Eines steht bereits heute fest: Marchionne wird als "Fiat Luchs" in die automobilen Annalen eingehen. Gäbe es einen Nobelpreis für angewandte Automobilökonomie, Marchionne wäre der erste Anwärter. Er hat blitzschnell die Chance erkannt, die Chrysler-Pleite zur Fiat-Rettung umzufunktionieren. Er kann sich nicht nur auf die Brust heften, der einzige Manager aus der europäischen Automobilindustrie zu sein, dem es gelungen ist, ohne großes finanzielles Risiko einen amerikanischen Großkonzern vollständig zu übernehmen und dabei alle alten Anteilseigner auszutricksen. Die Übernahme Abenteuer von BMW-Rover oder Daimler-Chrysler haben dagegen Milliarden Euro verschlungen und dabei - wie im Fall Daimler - sogar die Existenz des Mutterunternehmens ernsthaft gefährdet. Aber auch andere deutsche Großkonzerne haben in den USA schmerzhaft Lehrgeld bezahlt, alle wurden von den amerikanischen Geschäftspartner über den Tisch gezogen und haben sich anschließend unter großen Verlusten wieder aus den USA zurückgezogen.

Erst Troja, dann Volkswagen

Der Vorgänger des Autos war das Pferd. Da man Marchionne als gewohnheitsmäßigem Pulloverträger eine gewisse Exzentrik nicht absprechen kann, sollte er das erste von der neuen Fiat/Chrysler-Gesellschaft für den US-Markt entwickelte Auto "Troja" nennen. Denn so, wie vor dreitausend Jahren die Griechen unter Führung des listenreichen Odysseus mit Hilfe eines Pferdes aus Holz die Festung Troja "knackten", so hat Fiat unter Führung des listigen Marchionne Chrysler mit amerikanischen Geschäftsmethoden und geringstem finanziellen Einsatz erobert. Chapeau!

Was im deutschen Fußball üblich ist, sollte der deutschen Automobilindustrie deshalb nicht fremd sein: die Beschäftigung von ausländischem Personal.

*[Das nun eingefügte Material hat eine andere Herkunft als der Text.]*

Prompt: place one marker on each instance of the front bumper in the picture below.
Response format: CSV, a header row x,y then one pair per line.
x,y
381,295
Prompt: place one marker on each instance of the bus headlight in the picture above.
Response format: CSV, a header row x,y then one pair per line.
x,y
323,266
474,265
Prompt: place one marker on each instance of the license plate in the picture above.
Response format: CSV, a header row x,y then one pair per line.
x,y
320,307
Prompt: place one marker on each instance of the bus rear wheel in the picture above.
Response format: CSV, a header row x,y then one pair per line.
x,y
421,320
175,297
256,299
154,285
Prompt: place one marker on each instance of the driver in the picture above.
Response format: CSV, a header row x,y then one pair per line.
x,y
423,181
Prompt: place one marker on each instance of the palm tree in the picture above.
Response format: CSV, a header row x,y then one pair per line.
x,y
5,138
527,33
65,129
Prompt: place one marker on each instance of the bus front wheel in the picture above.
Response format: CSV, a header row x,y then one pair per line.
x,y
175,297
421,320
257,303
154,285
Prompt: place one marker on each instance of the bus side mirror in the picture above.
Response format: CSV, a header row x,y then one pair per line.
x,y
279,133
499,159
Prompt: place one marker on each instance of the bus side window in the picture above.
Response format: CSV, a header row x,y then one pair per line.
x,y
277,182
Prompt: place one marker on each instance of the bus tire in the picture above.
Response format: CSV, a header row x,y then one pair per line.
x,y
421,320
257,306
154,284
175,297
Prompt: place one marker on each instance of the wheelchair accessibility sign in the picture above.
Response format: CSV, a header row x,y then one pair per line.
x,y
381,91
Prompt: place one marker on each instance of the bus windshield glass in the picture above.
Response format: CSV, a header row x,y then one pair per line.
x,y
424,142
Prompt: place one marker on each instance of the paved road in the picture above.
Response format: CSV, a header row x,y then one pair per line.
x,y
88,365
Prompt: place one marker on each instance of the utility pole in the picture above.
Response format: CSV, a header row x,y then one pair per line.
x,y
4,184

Sollte eines Tages ein großer deutscher Automobilkonzern aus dem Aller-Urstromtal geeigneten Führungsersatz suchen, böte sich Marchionne und eine Fusion mit Fiat/Chrysler an: Mit Marchionne würde ein genialer Automobilstratege den Vorsitz übernehmen, der US-amerikanische Markt wäre über Nacht für den eigenen US-lahmen Konzern erobert, und in Europa gehörte mit Fiat endlich auch die langersehnte Marke Alfa Romeo zum Produktportfolio.

Und last but not least: Man wäre mit einem Schlag die Nr. 1 in der Welt, vor Toyota und GM, eine Position, auf der man sonst mühsam erst 2018 ankommen wollte, wenn überhaupt. Und zum Schaden der Anteilseigner sollte das Ganze auch nicht sein! Noch Fragen?